For local visitors, the business also maintains a public map listing that can be used as a reference point for directions and business lookup.
The practice emphasizes trauma-informed, affirming care and offers support both for Calgary residents and for clients seeking online counselling elsewhere in Alberta.
If you are searching for a Calgary counsellor with a focus on anxiety and trauma therapy, Resilience Counselling & Consulting offers both a downtown location and online access across the province.
Popular Questions About Resilience Counselling & Consulting
What does Resilience Counselling & Consulting help with?
The practice focuses on therapy for anxiety, trauma, stress, emotional overwhelm, self-doubt, and difficult relationship patterns, with a particular emphasis on supporting women.
Does Resilience Counselling & Consulting offer in-person therapy in Calgary?
Yes. The website says in-person sessions are available in Calgary, along with online therapy across Alberta.
What therapy methods are offered?
The site highlights EMDR therapy, Accelerated Resolution Therapy (ART), parts work, Observed and Experiential Integration (OEI), and therapy intensives.
Who is the practice designed for?
The website is especially oriented toward women dealing with anxiety, trauma, burnout, perfectionism, people-pleasing, and high levels of stress, while also noting that clients of all gender identities are welcome if they connect with the approach.
Where is Resilience Counselling & Consulting located?
The official site lists the office at The Altius Centre, Suite 2500, 500 4 Ave SW, Calgary, AB T2P 2V6.
Does the practice serve clients outside Calgary?
Yes. The site says online counselling is available across Alberta.
How do I contact Resilience Counselling & Consulting?
You can call 403-826-2685, email [email protected], and visit https://www.resilience-now.com/.
Landmarks Near Calgary, AB
Downtown Calgary – The practice describes itself as being located in downtown Calgary, making this the clearest general landmark for local orientation.Eau Claire – The Calgary location page specifically mentions convenient access near Eau Claire, which makes it a practical local reference point for visitors.
4 Avenue SW – The office address is on 4 Avenue SW, giving clients a simple and accurate street-level landmark when navigating downtown.
The Altius Centre – The building itself is the most precise location reference for in-person appointments in Calgary.
Calgary core business district – The website speaks to professionals and downtown accessibility, so the central business district is a useful practical reference for local visitors.

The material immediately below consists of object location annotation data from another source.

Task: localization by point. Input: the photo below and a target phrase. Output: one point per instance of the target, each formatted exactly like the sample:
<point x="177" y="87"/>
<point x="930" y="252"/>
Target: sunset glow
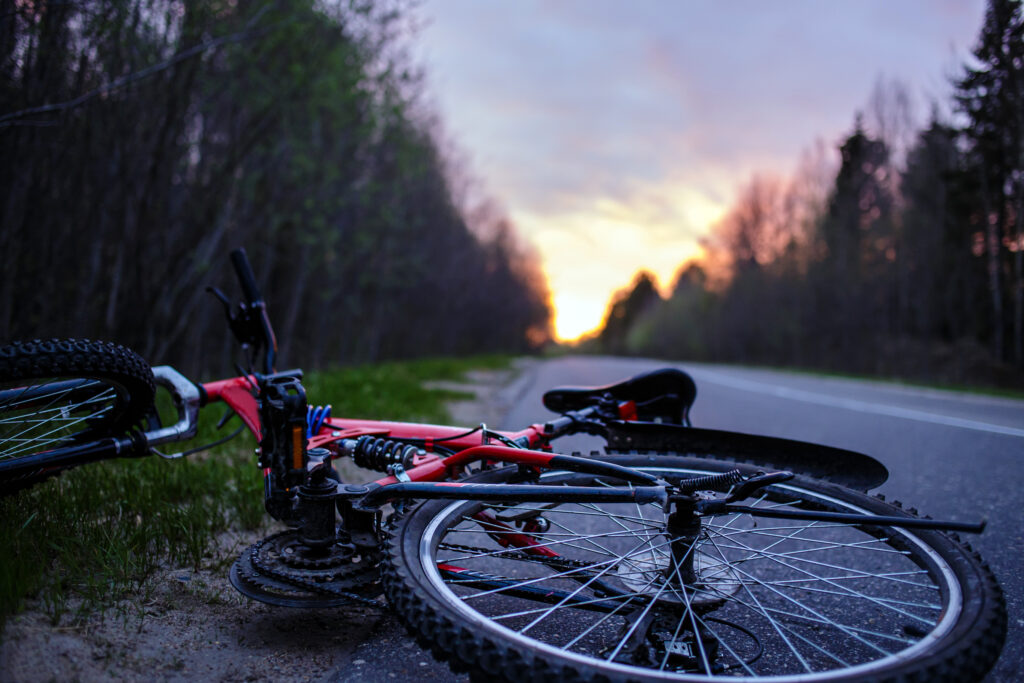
<point x="616" y="134"/>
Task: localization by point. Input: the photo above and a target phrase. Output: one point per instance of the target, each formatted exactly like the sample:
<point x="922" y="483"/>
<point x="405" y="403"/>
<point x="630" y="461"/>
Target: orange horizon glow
<point x="595" y="250"/>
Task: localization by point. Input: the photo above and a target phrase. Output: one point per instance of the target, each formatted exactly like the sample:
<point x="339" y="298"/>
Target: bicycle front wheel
<point x="595" y="591"/>
<point x="59" y="392"/>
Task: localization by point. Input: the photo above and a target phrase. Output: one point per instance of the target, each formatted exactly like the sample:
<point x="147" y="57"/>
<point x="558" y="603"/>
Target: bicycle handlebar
<point x="246" y="276"/>
<point x="253" y="326"/>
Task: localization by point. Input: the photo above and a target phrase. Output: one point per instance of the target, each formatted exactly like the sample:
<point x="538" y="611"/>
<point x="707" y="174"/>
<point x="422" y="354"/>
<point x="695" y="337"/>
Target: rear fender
<point x="848" y="468"/>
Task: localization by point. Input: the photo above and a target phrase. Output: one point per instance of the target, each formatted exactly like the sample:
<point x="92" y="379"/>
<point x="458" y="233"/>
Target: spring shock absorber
<point x="378" y="454"/>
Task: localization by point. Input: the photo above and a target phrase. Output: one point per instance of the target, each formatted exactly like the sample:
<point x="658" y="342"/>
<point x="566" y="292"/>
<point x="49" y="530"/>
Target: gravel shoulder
<point x="186" y="625"/>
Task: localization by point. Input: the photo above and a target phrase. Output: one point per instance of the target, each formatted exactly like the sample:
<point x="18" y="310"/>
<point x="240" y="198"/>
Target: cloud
<point x="616" y="133"/>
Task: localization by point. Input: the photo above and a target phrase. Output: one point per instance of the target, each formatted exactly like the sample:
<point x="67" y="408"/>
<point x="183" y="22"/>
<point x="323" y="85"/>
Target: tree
<point x="990" y="95"/>
<point x="626" y="307"/>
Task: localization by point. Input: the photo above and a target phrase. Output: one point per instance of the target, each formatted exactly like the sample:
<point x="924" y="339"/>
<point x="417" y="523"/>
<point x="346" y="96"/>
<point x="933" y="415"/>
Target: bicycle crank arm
<point x="513" y="494"/>
<point x="717" y="508"/>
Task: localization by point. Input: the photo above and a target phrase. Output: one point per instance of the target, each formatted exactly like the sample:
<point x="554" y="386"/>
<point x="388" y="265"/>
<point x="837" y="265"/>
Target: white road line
<point x="853" y="404"/>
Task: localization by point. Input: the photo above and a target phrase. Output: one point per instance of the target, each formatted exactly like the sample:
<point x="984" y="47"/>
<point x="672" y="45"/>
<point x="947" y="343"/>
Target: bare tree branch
<point x="11" y="119"/>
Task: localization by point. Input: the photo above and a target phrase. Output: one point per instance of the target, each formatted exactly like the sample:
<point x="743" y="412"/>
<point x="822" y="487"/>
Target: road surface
<point x="951" y="456"/>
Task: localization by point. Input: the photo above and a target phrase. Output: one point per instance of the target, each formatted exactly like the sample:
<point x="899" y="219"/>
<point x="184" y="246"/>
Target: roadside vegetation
<point x="144" y="139"/>
<point x="97" y="534"/>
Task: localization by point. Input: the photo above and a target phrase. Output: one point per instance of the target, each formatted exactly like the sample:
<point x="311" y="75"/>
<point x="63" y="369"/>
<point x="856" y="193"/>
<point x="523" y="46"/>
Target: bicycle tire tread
<point x="969" y="657"/>
<point x="40" y="358"/>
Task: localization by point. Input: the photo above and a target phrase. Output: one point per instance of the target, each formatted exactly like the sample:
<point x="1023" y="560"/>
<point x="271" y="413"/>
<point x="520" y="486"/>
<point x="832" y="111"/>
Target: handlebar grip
<point x="246" y="276"/>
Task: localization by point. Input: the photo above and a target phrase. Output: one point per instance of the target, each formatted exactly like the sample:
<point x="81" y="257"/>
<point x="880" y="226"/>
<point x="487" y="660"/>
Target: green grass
<point x="96" y="534"/>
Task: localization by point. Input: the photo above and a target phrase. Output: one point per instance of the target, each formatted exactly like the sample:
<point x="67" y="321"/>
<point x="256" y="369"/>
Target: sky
<point x="614" y="134"/>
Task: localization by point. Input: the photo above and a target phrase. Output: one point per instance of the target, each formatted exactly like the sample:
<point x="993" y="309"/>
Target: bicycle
<point x="680" y="553"/>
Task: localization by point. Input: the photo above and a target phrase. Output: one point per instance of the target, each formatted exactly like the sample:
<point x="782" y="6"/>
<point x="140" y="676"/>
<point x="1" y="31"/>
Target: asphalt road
<point x="949" y="455"/>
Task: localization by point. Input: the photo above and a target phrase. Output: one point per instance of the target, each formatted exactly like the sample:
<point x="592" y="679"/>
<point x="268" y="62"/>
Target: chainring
<point x="282" y="570"/>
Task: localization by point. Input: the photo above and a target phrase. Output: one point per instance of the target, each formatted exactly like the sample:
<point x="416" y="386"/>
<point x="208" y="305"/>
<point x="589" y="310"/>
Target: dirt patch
<point x="187" y="625"/>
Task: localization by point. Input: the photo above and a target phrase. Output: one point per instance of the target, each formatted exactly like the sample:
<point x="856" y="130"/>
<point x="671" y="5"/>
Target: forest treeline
<point x="143" y="139"/>
<point x="905" y="258"/>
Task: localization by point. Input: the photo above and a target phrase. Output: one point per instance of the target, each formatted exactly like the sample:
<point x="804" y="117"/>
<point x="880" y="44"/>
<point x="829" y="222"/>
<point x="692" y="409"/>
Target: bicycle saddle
<point x="660" y="395"/>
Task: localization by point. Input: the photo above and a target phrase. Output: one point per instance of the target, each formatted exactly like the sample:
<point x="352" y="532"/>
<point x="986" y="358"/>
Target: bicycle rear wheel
<point x="592" y="592"/>
<point x="60" y="392"/>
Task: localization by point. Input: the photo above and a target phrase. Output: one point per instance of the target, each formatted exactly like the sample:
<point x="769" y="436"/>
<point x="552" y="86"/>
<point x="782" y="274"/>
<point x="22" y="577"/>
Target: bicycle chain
<point x="557" y="562"/>
<point x="264" y="572"/>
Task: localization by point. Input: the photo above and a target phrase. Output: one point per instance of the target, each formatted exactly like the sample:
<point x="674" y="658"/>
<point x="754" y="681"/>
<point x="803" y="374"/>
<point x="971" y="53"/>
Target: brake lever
<point x="222" y="298"/>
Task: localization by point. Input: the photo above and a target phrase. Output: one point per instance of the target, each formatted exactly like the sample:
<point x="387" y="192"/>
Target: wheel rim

Southwest Calgary – The site references Southwest Calgary among nearby areas, making it a reasonable local service-area landmark.
Airdrie – The practice notes surrounding areas and online service reach, and Airdrie is mentioned as a nearby served city on the practice’s public profile footprint.
Cochrane – Cochrane is another nearby area associated with the practice’s regional reach and can help frame service accessibility beyond central Calgary.
If you are looking for anxiety or trauma therapy in Calgary, Resilience Counselling & Consulting offers a downtown Calgary location along with online counselling across Alberta.